Q: Gem is working with the Philips Blockchain Lab. Can you talk about what you are working on together and what you hope to achieve?
A: Gem and Philips are working together to explore how blockchains can support patient-centric services across the continuum. We can’t talk specifics, but we are working together diligently to prove out market use cases and value.
Q: Looking to the future, beyond first applications, how do you imagine that the healthcare system could ultimately be reinvented with blockchain approaches? And, crucially, how will patient care improve?
A: Let’s start with the effect on the healthcare transactional layer – the business of transactions across healthcare. Blockchains can unlock efficiencies across the transaction value chain, eliminating reconciliation, creating data provenance, supporting better identity and access management. Most of the value that will be recovered will be in cutting down the toll booth companies that have sprouted up between the patient, the provider and the payer.
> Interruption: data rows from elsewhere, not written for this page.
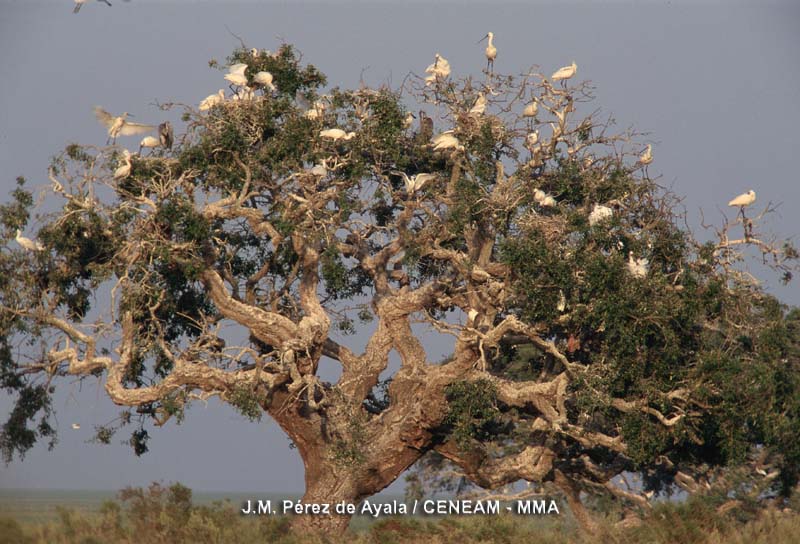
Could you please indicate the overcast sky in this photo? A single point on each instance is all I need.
(716, 86)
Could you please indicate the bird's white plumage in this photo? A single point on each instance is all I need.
(599, 213)
(744, 199)
(565, 72)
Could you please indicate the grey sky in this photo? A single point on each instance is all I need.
(716, 86)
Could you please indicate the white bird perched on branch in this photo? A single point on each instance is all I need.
(120, 126)
(637, 267)
(446, 140)
(647, 156)
(124, 170)
(149, 142)
(480, 105)
(415, 183)
(599, 213)
(27, 243)
(491, 51)
(565, 72)
(79, 4)
(265, 80)
(440, 69)
(236, 74)
(744, 200)
(336, 134)
(212, 100)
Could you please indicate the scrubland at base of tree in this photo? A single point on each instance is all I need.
(167, 514)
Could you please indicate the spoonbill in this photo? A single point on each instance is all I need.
(264, 79)
(124, 170)
(79, 4)
(120, 126)
(150, 142)
(212, 100)
(565, 72)
(491, 51)
(744, 200)
(637, 267)
(336, 134)
(27, 243)
(236, 75)
(599, 213)
(646, 157)
(165, 134)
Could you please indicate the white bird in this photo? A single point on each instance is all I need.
(236, 75)
(120, 126)
(440, 69)
(446, 140)
(415, 183)
(565, 72)
(599, 213)
(124, 170)
(491, 51)
(480, 105)
(336, 134)
(531, 109)
(646, 157)
(212, 100)
(149, 142)
(265, 80)
(532, 139)
(79, 4)
(637, 267)
(27, 243)
(744, 199)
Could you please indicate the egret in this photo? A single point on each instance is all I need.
(165, 135)
(149, 142)
(124, 170)
(565, 72)
(480, 105)
(212, 100)
(446, 140)
(744, 199)
(491, 51)
(646, 157)
(236, 75)
(637, 267)
(120, 126)
(415, 183)
(27, 243)
(531, 109)
(599, 213)
(264, 79)
(336, 134)
(408, 120)
(79, 4)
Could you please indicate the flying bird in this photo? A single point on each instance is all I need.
(491, 51)
(565, 72)
(124, 170)
(646, 157)
(744, 199)
(599, 213)
(27, 243)
(79, 4)
(336, 134)
(264, 79)
(120, 126)
(236, 75)
(212, 100)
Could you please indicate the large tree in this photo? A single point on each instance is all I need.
(591, 334)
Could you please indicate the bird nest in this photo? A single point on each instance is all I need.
(551, 227)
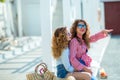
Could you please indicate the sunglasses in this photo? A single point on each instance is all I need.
(81, 26)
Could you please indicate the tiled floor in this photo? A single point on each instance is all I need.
(16, 68)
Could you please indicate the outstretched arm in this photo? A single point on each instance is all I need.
(100, 35)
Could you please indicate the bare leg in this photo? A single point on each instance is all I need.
(80, 75)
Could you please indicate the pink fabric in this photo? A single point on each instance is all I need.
(78, 51)
(87, 59)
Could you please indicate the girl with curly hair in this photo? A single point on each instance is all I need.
(80, 43)
(60, 49)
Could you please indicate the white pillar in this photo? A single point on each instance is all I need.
(78, 8)
(19, 11)
(66, 13)
(9, 19)
(46, 31)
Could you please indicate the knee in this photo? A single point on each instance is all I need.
(71, 78)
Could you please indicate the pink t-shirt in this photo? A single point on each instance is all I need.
(78, 51)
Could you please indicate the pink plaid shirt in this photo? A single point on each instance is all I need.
(78, 51)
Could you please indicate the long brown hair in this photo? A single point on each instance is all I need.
(59, 41)
(85, 35)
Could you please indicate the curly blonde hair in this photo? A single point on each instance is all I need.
(59, 41)
(85, 35)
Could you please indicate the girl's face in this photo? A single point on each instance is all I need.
(68, 34)
(81, 28)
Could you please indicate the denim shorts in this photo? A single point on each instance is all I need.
(61, 71)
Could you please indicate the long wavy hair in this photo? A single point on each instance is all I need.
(59, 41)
(85, 36)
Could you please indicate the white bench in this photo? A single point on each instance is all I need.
(97, 51)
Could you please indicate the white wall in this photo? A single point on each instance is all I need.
(90, 14)
(31, 17)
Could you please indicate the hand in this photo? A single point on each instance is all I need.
(106, 31)
(86, 69)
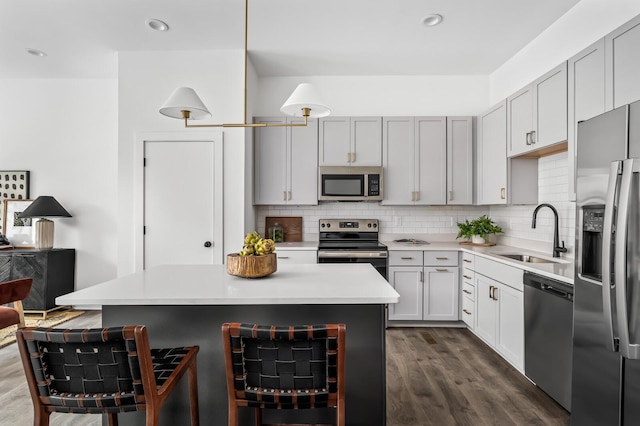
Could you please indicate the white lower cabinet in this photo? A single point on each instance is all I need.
(500, 312)
(428, 288)
(296, 256)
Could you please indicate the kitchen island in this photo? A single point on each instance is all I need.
(185, 305)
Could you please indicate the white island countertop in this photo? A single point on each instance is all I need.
(313, 284)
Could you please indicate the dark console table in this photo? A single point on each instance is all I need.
(53, 273)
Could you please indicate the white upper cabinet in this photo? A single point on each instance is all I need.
(415, 155)
(460, 160)
(492, 156)
(623, 64)
(350, 141)
(586, 91)
(537, 114)
(285, 163)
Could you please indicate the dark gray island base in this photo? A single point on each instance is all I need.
(184, 325)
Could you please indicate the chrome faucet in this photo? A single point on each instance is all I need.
(556, 248)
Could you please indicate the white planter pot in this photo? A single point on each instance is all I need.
(476, 239)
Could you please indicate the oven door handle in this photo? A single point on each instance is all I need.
(351, 254)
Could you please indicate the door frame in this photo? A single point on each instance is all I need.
(216, 137)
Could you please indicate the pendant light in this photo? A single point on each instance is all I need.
(184, 103)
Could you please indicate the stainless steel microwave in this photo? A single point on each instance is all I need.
(337, 183)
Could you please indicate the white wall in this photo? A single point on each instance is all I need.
(390, 95)
(65, 133)
(146, 79)
(585, 23)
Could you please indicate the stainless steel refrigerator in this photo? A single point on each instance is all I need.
(606, 335)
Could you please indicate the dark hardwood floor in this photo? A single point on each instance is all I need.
(447, 376)
(435, 376)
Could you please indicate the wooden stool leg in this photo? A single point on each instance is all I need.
(193, 393)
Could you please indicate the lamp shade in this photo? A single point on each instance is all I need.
(305, 96)
(44, 206)
(185, 99)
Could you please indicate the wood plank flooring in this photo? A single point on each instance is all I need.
(435, 376)
(447, 376)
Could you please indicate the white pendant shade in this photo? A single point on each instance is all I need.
(305, 96)
(185, 99)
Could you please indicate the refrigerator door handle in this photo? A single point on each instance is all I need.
(608, 287)
(627, 349)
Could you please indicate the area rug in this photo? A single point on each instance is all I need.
(8, 335)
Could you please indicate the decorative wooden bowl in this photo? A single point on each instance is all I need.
(251, 266)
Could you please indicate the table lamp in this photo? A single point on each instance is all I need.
(42, 207)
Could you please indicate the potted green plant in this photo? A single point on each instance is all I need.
(477, 229)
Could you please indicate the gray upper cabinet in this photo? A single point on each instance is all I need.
(537, 114)
(285, 163)
(460, 160)
(623, 64)
(415, 154)
(586, 94)
(350, 141)
(492, 156)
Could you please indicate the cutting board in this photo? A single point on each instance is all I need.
(292, 226)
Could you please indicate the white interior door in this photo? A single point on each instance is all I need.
(181, 223)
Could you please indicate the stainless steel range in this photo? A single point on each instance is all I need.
(352, 241)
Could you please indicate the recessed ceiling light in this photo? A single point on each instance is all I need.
(36, 52)
(156, 24)
(431, 20)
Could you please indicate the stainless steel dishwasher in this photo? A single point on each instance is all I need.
(548, 328)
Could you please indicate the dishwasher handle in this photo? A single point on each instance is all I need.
(548, 285)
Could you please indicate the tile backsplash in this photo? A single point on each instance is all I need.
(515, 220)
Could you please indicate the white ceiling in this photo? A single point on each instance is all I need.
(286, 37)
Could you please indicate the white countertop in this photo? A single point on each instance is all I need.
(312, 284)
(301, 245)
(562, 271)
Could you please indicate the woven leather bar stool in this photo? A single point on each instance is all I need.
(13, 291)
(284, 367)
(102, 371)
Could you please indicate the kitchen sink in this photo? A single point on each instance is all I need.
(527, 258)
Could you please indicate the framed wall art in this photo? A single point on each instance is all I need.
(14, 185)
(19, 231)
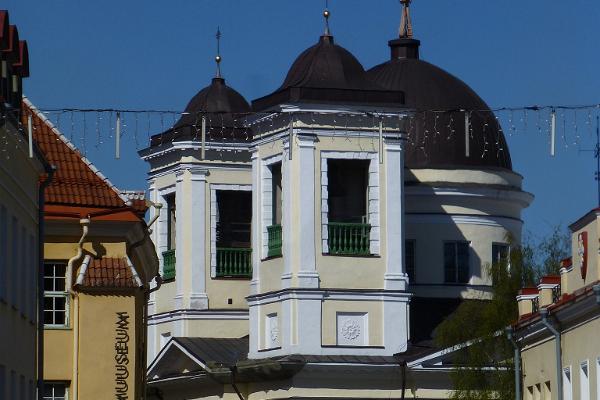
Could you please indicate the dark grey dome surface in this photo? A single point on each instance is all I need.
(427, 87)
(328, 73)
(223, 108)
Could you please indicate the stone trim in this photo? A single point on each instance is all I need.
(373, 194)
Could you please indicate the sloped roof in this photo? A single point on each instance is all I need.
(77, 182)
(109, 273)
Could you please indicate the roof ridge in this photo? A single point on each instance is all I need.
(39, 114)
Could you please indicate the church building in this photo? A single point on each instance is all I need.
(312, 240)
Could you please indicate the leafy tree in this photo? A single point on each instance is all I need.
(484, 369)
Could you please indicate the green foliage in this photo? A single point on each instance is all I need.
(484, 369)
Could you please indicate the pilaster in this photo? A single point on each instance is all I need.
(395, 276)
(304, 226)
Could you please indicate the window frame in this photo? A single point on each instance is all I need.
(411, 278)
(457, 267)
(56, 294)
(171, 221)
(65, 385)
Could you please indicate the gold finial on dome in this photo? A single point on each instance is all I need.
(326, 15)
(218, 58)
(405, 22)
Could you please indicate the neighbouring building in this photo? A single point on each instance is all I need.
(98, 262)
(559, 321)
(311, 242)
(19, 225)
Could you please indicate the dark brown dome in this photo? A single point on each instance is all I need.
(224, 109)
(427, 87)
(328, 73)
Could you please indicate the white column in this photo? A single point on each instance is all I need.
(395, 276)
(198, 249)
(305, 229)
(179, 236)
(287, 233)
(256, 223)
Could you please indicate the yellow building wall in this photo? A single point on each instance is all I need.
(94, 317)
(578, 345)
(101, 345)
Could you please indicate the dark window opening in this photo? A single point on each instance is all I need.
(171, 222)
(349, 231)
(456, 262)
(274, 231)
(234, 216)
(276, 192)
(348, 182)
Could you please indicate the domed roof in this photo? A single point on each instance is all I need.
(328, 73)
(437, 139)
(223, 108)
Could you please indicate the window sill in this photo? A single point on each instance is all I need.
(271, 258)
(232, 278)
(57, 328)
(351, 255)
(269, 349)
(347, 346)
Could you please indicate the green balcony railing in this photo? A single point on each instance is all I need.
(234, 263)
(169, 264)
(274, 233)
(351, 239)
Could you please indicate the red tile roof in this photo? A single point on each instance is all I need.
(76, 181)
(109, 273)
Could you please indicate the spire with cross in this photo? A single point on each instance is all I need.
(218, 56)
(405, 22)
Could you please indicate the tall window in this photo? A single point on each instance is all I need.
(409, 258)
(584, 381)
(3, 251)
(456, 262)
(567, 384)
(15, 262)
(500, 253)
(500, 259)
(171, 221)
(276, 188)
(55, 391)
(348, 182)
(2, 381)
(55, 295)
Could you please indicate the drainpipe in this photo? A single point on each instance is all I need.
(85, 223)
(551, 328)
(596, 289)
(517, 358)
(40, 288)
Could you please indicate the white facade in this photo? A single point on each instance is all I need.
(19, 249)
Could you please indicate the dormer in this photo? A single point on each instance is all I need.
(549, 290)
(528, 301)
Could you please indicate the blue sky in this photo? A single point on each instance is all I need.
(156, 55)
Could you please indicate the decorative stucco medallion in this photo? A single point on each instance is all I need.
(351, 329)
(274, 333)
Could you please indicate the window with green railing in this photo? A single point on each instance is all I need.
(352, 239)
(234, 253)
(234, 262)
(275, 241)
(169, 264)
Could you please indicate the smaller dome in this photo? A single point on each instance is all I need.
(223, 108)
(328, 73)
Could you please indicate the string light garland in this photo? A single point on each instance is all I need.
(425, 127)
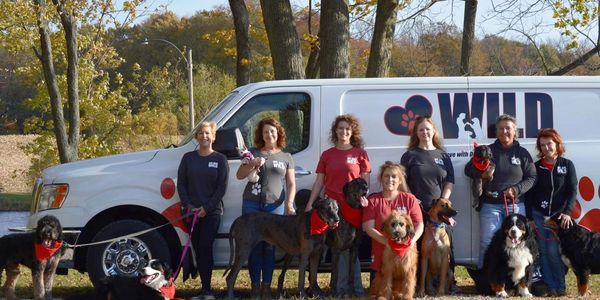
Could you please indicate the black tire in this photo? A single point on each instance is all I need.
(125, 257)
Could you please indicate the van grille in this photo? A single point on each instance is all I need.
(37, 192)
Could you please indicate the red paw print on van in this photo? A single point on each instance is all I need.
(586, 211)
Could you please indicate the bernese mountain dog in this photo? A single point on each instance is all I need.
(510, 259)
(580, 250)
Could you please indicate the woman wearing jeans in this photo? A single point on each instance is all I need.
(513, 177)
(553, 193)
(275, 170)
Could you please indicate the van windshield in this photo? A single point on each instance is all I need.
(209, 117)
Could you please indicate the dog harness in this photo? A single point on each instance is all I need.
(42, 252)
(399, 248)
(317, 225)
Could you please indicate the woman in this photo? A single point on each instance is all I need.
(276, 171)
(429, 171)
(392, 197)
(345, 161)
(554, 193)
(513, 177)
(201, 184)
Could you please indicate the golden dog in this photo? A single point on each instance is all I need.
(397, 277)
(435, 247)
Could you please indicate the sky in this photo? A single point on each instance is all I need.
(450, 11)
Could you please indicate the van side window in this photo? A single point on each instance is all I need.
(291, 109)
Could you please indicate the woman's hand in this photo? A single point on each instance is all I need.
(565, 221)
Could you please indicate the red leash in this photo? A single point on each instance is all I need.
(185, 249)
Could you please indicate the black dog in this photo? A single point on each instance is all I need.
(580, 249)
(347, 236)
(40, 251)
(151, 284)
(481, 163)
(290, 233)
(510, 259)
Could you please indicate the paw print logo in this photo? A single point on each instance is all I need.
(256, 188)
(585, 206)
(400, 120)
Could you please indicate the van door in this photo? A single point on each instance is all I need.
(296, 109)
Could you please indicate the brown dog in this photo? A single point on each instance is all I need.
(435, 247)
(397, 277)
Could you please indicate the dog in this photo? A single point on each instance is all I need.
(435, 247)
(40, 251)
(346, 235)
(580, 250)
(290, 233)
(510, 259)
(397, 277)
(152, 284)
(482, 163)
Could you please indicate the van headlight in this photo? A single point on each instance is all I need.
(53, 196)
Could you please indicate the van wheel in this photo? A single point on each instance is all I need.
(125, 256)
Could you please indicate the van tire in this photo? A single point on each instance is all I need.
(133, 254)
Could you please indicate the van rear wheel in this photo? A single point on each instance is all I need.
(125, 256)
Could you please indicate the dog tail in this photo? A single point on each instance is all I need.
(231, 250)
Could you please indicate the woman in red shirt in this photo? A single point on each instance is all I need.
(392, 197)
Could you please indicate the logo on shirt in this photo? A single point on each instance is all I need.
(515, 161)
(439, 161)
(279, 164)
(402, 209)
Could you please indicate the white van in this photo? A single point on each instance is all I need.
(111, 196)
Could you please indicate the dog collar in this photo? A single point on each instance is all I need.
(480, 164)
(168, 290)
(317, 225)
(399, 248)
(42, 252)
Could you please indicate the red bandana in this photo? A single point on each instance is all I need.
(351, 215)
(168, 290)
(480, 164)
(42, 252)
(399, 248)
(317, 225)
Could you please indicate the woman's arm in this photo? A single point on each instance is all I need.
(290, 179)
(316, 190)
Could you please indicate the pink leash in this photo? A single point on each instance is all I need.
(185, 249)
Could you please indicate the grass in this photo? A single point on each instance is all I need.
(77, 283)
(15, 201)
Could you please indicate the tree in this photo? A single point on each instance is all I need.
(383, 38)
(334, 36)
(283, 39)
(241, 22)
(468, 36)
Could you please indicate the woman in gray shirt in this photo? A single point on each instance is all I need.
(275, 169)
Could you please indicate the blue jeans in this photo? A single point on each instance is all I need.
(490, 220)
(262, 257)
(553, 269)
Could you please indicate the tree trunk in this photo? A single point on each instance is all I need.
(241, 21)
(468, 36)
(334, 35)
(283, 39)
(383, 38)
(67, 144)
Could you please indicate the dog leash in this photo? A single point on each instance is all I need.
(185, 249)
(134, 234)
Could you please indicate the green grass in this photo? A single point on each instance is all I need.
(76, 283)
(15, 201)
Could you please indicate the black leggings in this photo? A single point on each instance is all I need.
(203, 237)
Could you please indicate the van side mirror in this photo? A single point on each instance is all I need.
(229, 141)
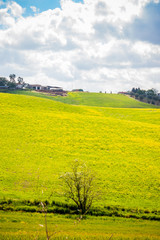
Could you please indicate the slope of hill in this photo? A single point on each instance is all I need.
(93, 99)
(40, 138)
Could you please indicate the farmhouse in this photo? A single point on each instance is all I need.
(35, 87)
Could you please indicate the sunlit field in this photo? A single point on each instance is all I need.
(40, 138)
(28, 226)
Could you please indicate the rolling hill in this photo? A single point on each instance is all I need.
(92, 99)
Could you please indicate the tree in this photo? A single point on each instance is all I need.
(79, 186)
(12, 78)
(3, 81)
(20, 80)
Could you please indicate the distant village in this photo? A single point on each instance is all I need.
(12, 84)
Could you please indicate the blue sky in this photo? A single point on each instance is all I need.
(42, 5)
(100, 45)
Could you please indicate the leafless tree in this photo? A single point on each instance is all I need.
(20, 80)
(79, 186)
(12, 78)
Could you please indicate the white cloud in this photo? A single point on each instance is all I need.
(79, 45)
(34, 9)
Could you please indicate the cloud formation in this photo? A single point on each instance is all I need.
(90, 45)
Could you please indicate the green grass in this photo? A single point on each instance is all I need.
(40, 138)
(92, 99)
(28, 226)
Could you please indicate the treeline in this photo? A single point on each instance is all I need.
(149, 96)
(12, 82)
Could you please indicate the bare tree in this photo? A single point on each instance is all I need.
(80, 187)
(12, 78)
(20, 80)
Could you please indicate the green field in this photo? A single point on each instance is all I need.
(27, 226)
(92, 99)
(40, 138)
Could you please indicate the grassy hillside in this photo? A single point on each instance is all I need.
(40, 138)
(92, 99)
(27, 226)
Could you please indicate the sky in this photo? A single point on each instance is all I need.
(97, 45)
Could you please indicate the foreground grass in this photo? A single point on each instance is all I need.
(31, 226)
(40, 138)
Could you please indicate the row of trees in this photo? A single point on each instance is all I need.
(12, 82)
(150, 95)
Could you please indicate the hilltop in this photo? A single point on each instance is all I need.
(92, 99)
(41, 137)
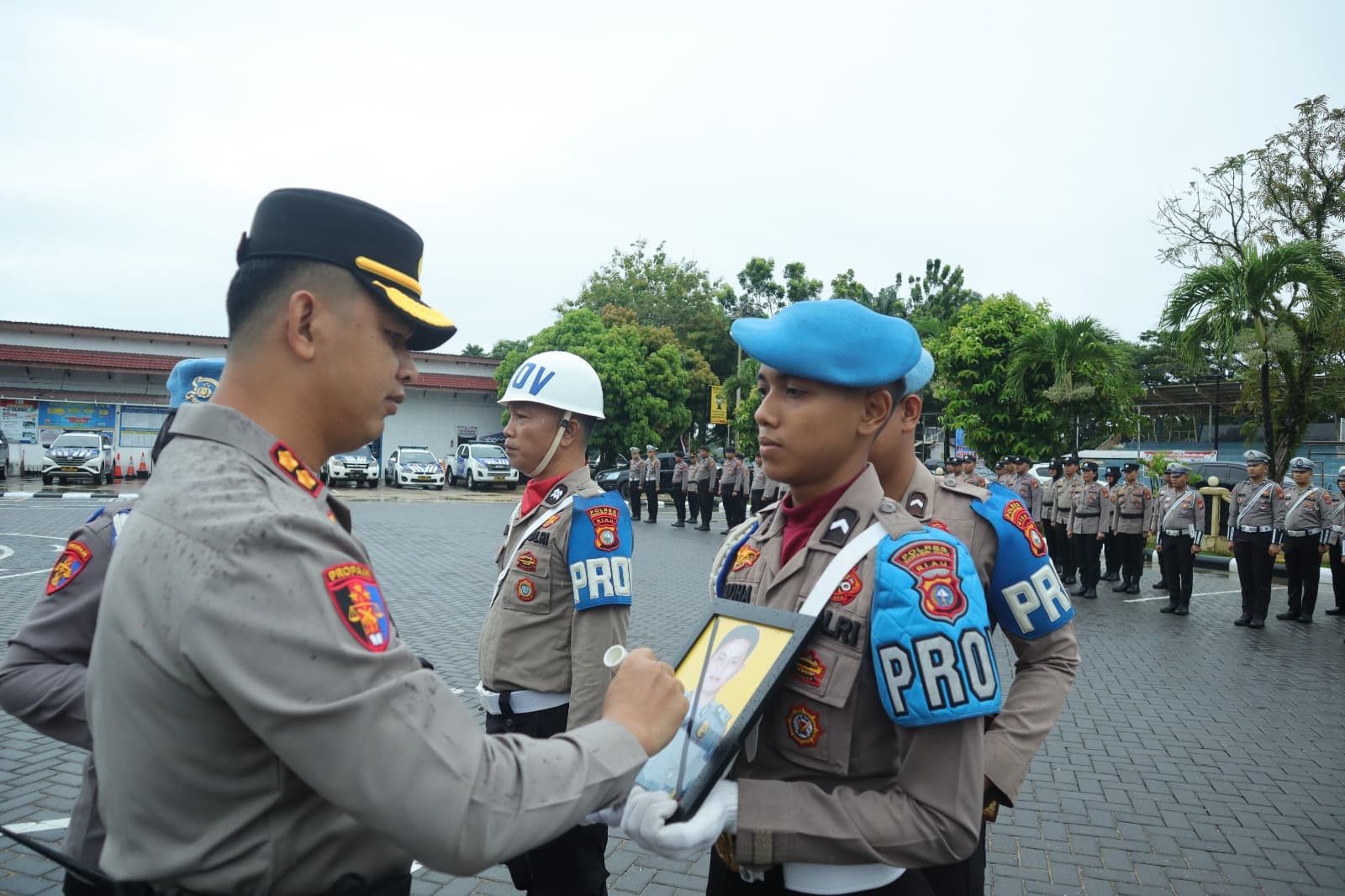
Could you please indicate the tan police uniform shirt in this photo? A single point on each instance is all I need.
(1255, 508)
(833, 777)
(1130, 508)
(1046, 667)
(531, 638)
(42, 680)
(1089, 509)
(269, 730)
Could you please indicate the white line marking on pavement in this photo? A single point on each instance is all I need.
(27, 828)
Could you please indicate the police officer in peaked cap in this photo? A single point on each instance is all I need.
(269, 728)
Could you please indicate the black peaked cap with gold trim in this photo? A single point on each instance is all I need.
(381, 250)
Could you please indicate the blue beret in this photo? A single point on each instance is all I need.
(836, 340)
(194, 381)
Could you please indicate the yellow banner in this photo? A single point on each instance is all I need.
(719, 405)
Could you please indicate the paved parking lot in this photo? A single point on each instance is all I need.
(1194, 756)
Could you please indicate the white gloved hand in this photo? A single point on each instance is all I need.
(646, 817)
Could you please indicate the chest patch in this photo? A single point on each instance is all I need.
(360, 603)
(69, 566)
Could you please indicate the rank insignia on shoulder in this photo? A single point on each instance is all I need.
(69, 564)
(804, 725)
(295, 468)
(360, 603)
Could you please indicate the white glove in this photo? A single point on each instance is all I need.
(646, 817)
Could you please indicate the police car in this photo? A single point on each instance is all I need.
(356, 467)
(78, 455)
(482, 465)
(414, 466)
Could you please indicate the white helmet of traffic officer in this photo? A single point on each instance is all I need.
(558, 380)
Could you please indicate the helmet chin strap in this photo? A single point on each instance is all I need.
(556, 443)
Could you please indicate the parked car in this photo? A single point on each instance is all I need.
(358, 467)
(78, 455)
(482, 465)
(414, 466)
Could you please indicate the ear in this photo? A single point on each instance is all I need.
(300, 313)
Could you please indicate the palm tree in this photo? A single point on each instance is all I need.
(1082, 356)
(1289, 288)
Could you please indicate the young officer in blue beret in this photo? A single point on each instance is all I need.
(269, 728)
(857, 770)
(42, 678)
Right now, there are so many parties involved in a healthcare visit, or any health workflow, that it creates latency in the delivery of these services. Blockchain technologies can reduce this latency by connecting all parties and applications to the same record of truth across the network. Beyond just increasing efficiency, this opens up the transactional network to support smaller companies, startups and microservices.
The more companies, apps, services and patients that connect to and leverage this network, the more powerful the network becomes. To really see the future of healthcare via blockchains, you have to be able to imagine a world where services are highly interconnected, but in which data is unique, secure and auditable. Specifically, you can imagine a patient who has a global view of their health data and can directly share and revoke access across providers. You can imagine a payer who can identify their customers across a number of health plans and providers. You can imagine providers querying public registries of private data to request access for their patients, instead of relying on opaque platforms with questionable integrity.
Users will have their data available when they need it. They will view their financial transactions, their clinical transactions and their pharmaceutical transactions against a single identifier. And they can control third party access to it. There is an opportunity for both operational efficiency and user empowerment, and having both together will deliver a smarter, healthier and safer population.